Виктор Шкловский - Владимир Березин
Шрифт:
Интервал:
Закладка:
А пока большой нос лез в окна жителей писательских домов.
Напротив, у здания Третьяковской галереи стоял каменный Сталин.
А его нос существовал во множестве видов — повсюду.
Олеша объясняет: «Знаете ли вы, что такое террор? Это гораздо интереснее, чем украинская ночь. Террор — это огромный нос, который смотрит на вас из-за угла. Потом этот нос висит в воздухе, освещённый прожекторами, а бывает также, что этот нос называется днём поэзии.
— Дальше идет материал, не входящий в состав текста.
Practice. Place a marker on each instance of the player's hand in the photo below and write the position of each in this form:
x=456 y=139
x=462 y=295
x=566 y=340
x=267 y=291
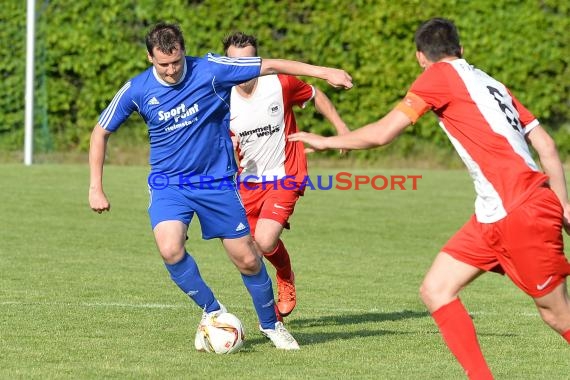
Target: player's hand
x=339 y=78
x=315 y=142
x=98 y=201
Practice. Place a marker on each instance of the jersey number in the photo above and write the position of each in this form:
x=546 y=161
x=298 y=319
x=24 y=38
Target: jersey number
x=509 y=114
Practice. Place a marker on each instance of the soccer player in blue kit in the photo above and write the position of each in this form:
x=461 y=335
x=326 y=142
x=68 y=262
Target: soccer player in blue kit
x=184 y=101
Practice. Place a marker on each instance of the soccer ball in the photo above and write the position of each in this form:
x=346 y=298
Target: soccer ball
x=221 y=334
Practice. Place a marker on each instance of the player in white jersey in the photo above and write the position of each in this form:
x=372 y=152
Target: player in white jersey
x=519 y=211
x=185 y=103
x=261 y=118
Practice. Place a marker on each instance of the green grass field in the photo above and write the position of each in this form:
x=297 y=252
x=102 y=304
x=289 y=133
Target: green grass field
x=85 y=296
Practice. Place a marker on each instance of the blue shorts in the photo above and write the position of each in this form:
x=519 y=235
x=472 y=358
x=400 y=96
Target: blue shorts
x=219 y=208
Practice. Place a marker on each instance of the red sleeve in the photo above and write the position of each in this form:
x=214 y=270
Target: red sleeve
x=295 y=91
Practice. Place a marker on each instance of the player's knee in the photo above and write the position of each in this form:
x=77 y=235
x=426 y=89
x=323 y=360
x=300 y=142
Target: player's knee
x=434 y=295
x=171 y=253
x=425 y=293
x=556 y=322
x=266 y=245
x=249 y=265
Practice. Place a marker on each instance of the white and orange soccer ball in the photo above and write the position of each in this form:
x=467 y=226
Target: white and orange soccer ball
x=220 y=334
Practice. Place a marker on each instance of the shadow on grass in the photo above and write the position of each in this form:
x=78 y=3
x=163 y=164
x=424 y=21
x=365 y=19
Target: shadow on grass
x=353 y=319
x=309 y=338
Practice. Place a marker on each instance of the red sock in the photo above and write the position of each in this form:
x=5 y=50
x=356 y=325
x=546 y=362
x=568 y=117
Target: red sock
x=566 y=336
x=459 y=334
x=280 y=260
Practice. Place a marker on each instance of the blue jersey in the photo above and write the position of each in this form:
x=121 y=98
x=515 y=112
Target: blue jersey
x=188 y=122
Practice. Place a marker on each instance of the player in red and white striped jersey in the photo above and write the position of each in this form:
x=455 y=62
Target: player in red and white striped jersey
x=519 y=211
x=271 y=169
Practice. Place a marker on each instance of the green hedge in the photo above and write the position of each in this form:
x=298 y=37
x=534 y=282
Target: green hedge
x=86 y=50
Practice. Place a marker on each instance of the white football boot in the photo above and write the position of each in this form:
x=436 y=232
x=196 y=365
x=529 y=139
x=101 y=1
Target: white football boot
x=198 y=341
x=280 y=337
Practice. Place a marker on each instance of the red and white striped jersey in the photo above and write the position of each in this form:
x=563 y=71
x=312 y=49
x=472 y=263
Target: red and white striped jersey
x=487 y=126
x=262 y=123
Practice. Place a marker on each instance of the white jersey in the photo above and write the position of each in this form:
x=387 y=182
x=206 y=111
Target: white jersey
x=262 y=123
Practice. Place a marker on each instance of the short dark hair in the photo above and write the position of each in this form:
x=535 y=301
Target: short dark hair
x=165 y=37
x=240 y=40
x=438 y=38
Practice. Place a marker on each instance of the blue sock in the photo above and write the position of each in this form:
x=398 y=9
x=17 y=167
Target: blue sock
x=186 y=275
x=260 y=288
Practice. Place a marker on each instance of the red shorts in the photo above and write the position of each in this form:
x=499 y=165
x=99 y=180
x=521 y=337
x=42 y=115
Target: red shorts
x=527 y=244
x=267 y=201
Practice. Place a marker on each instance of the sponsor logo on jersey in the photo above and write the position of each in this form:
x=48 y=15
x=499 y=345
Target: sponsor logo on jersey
x=180 y=112
x=267 y=130
x=274 y=109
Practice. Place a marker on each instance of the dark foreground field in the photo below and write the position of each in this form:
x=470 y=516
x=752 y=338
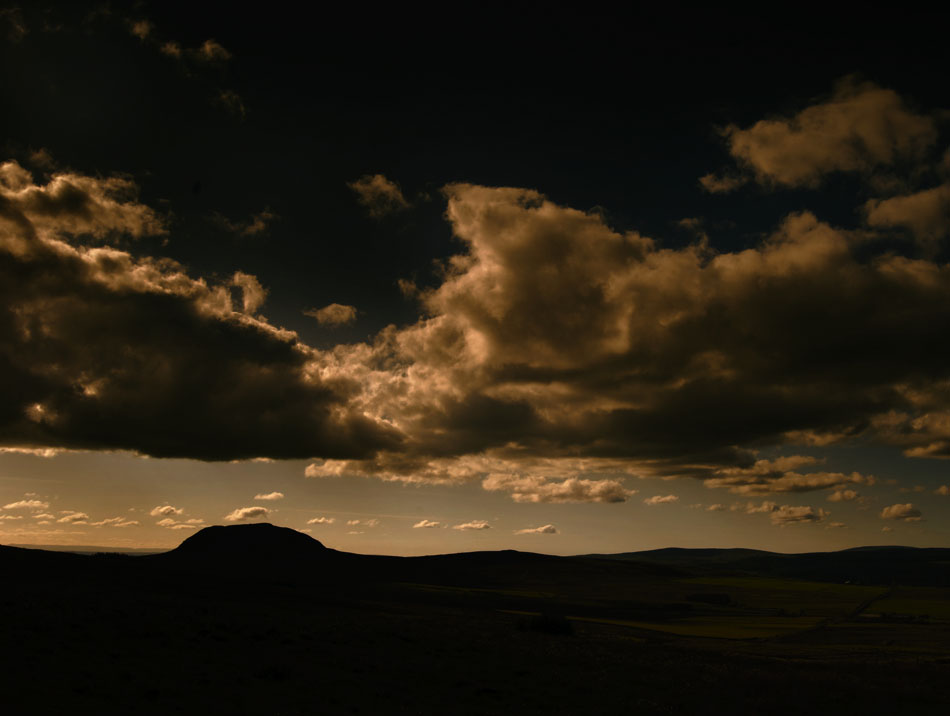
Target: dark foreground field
x=256 y=620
Иногда, правда, его называют Константин Федин, что оспаривается другими, именующими этот нос Яковом Даниловичем[101] или Алексеем Сурковым».
Мандельштам в 1927 году писал о Шкловском так:
«…Его голова напоминает мудрый череп младенца или философа. Это смеющаяся и мыслящая тыква.
Я представляю себе Шкловского диктующим на театральной площади. Толпа окружает его и слушает, как фонтан. Мысль бьёт изо рта, из ноздрей, из ушей, прядает равнодушным и постоянным током, непрерывно обновляющаяся и равная себе. Улыбка Шкловского говорит: всё пройдёт, но я не иссякну, потому что мысль — проточная вода. Всё переменится: на площади вырастут новые здания, но струя будет всё так же прядать — изо рта, из ноздрей, из ушей.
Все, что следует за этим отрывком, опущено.